Le mixage des époques, indiqué par la coexistence sur la scène de costumes contemporains avec ceux du XVIIIème, souligne le côté intemporel de ce drame. Mais, là aussi – malgré quelques trouvailles ressortissant à la fois du costume et du décor, telle celle des hommes chevaux de la chaise à porteur –, cette audace participe d'un souci évident de présenter une version rénovée.

Est-ce que cette interprétation assez baroque et un peu provoc est liée à l'aspect "farce" qui fut longtemps la marque du dramaturge Molière ? Est-ce tout simplement la vision d'un metteur en scène désirant caricaturer le côté dérisoire du grand radin ? En fait, il m'a personnellement manqué pour un bonheur sans nuage quelque chose de plus proche de l'abominable Harpagon de la tradition. Quelque chose en somme de plus cohérent avec le profil d'un tyran domestique.

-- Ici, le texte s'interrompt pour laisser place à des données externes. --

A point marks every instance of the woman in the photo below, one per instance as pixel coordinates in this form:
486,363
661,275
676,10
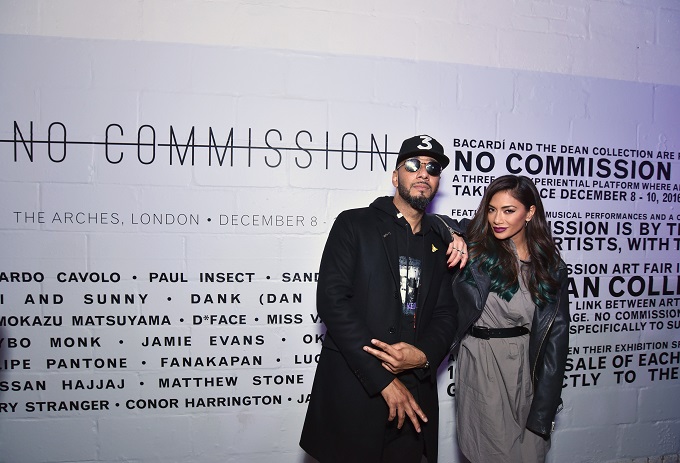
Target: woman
513,328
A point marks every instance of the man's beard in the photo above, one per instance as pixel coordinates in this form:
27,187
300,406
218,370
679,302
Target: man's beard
419,202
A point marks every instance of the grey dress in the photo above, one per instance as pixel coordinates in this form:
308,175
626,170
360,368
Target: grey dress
494,388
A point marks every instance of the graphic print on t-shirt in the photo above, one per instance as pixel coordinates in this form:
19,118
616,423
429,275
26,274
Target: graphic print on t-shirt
409,272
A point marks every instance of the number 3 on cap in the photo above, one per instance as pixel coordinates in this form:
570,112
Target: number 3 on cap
425,145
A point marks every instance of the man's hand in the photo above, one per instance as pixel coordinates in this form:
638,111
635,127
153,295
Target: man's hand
457,251
397,357
402,404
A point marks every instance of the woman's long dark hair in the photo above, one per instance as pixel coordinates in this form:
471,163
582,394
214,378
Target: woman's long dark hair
497,257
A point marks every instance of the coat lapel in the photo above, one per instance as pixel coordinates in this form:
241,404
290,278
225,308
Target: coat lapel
390,248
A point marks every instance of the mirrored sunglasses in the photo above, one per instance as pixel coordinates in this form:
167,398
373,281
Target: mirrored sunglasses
413,165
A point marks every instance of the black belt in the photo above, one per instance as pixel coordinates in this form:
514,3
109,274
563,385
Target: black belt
488,333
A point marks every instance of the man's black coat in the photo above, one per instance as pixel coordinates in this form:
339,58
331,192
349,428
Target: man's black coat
358,299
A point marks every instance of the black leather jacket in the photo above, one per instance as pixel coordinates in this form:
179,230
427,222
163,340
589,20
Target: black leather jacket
548,342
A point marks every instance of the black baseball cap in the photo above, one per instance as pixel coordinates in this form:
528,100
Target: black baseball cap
422,145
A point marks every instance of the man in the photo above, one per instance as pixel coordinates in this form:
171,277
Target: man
385,297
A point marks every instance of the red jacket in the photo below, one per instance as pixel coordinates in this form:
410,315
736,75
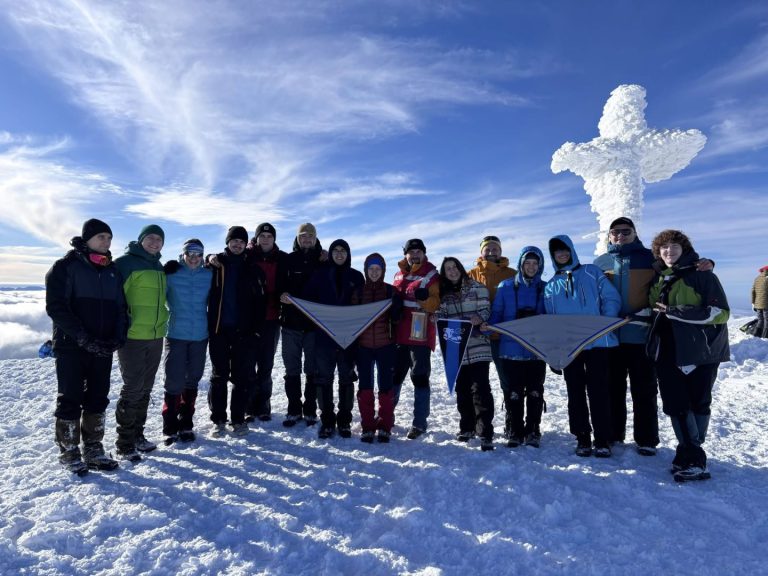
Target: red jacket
407,281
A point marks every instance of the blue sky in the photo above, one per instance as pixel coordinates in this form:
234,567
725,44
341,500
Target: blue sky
377,121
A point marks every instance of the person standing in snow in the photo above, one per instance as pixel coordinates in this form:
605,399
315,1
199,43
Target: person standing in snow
185,347
376,348
84,298
144,286
688,340
583,289
463,298
335,283
521,297
760,302
236,311
490,270
418,284
629,266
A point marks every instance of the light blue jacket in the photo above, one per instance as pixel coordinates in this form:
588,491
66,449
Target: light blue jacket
516,294
187,297
581,289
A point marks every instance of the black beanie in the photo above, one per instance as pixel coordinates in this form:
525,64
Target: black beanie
266,227
92,227
623,220
237,233
414,244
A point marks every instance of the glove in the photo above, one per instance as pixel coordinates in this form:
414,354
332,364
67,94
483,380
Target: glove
88,344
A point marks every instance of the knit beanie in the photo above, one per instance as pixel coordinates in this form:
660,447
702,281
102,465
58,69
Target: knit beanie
414,244
151,229
237,233
93,227
266,227
623,220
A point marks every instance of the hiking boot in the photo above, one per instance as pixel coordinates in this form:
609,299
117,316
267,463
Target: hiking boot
130,454
465,435
291,419
186,436
514,441
692,473
219,429
583,445
602,450
533,439
144,445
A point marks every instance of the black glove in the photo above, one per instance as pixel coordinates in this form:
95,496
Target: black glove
90,345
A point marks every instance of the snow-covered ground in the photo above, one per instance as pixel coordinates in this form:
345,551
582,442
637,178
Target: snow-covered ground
282,502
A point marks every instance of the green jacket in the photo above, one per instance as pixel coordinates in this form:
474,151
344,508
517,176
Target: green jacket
144,286
697,312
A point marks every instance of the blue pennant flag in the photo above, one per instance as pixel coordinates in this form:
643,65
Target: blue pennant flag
454,337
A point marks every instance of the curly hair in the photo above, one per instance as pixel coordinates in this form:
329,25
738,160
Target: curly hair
670,237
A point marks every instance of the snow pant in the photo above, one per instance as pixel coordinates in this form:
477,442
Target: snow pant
231,361
686,399
587,378
631,360
184,367
294,343
83,383
383,359
761,329
260,398
474,399
417,360
329,358
499,364
139,361
526,390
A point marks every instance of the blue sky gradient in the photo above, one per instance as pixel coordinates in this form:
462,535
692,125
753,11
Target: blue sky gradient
377,121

Je préfère effectivement pour ce personnage, détestable à plus d'un titre, une interprétation demeurant tragiquement sordide plutôt qu'ironiquement démoniaque. Il reste au bénéfice d'une équipe composée d'excellents professionnels une soirée qui ne laisse pas insensible les spectateurs de la Porte Saint-Martin. Loin de là. La salle est comble.

Michel Bouquet s'amuse vraisemblablement de ses rires et de son hommage puis, à petits pas de lutin économe, comme dans la pièce qu'il vient de jouer, il va rechercher les autres comédiens pour le salut final. Les rappels enthousiastes ne peuvent pas le laisser dans le doute. Ni de son talent ni de sa popularité.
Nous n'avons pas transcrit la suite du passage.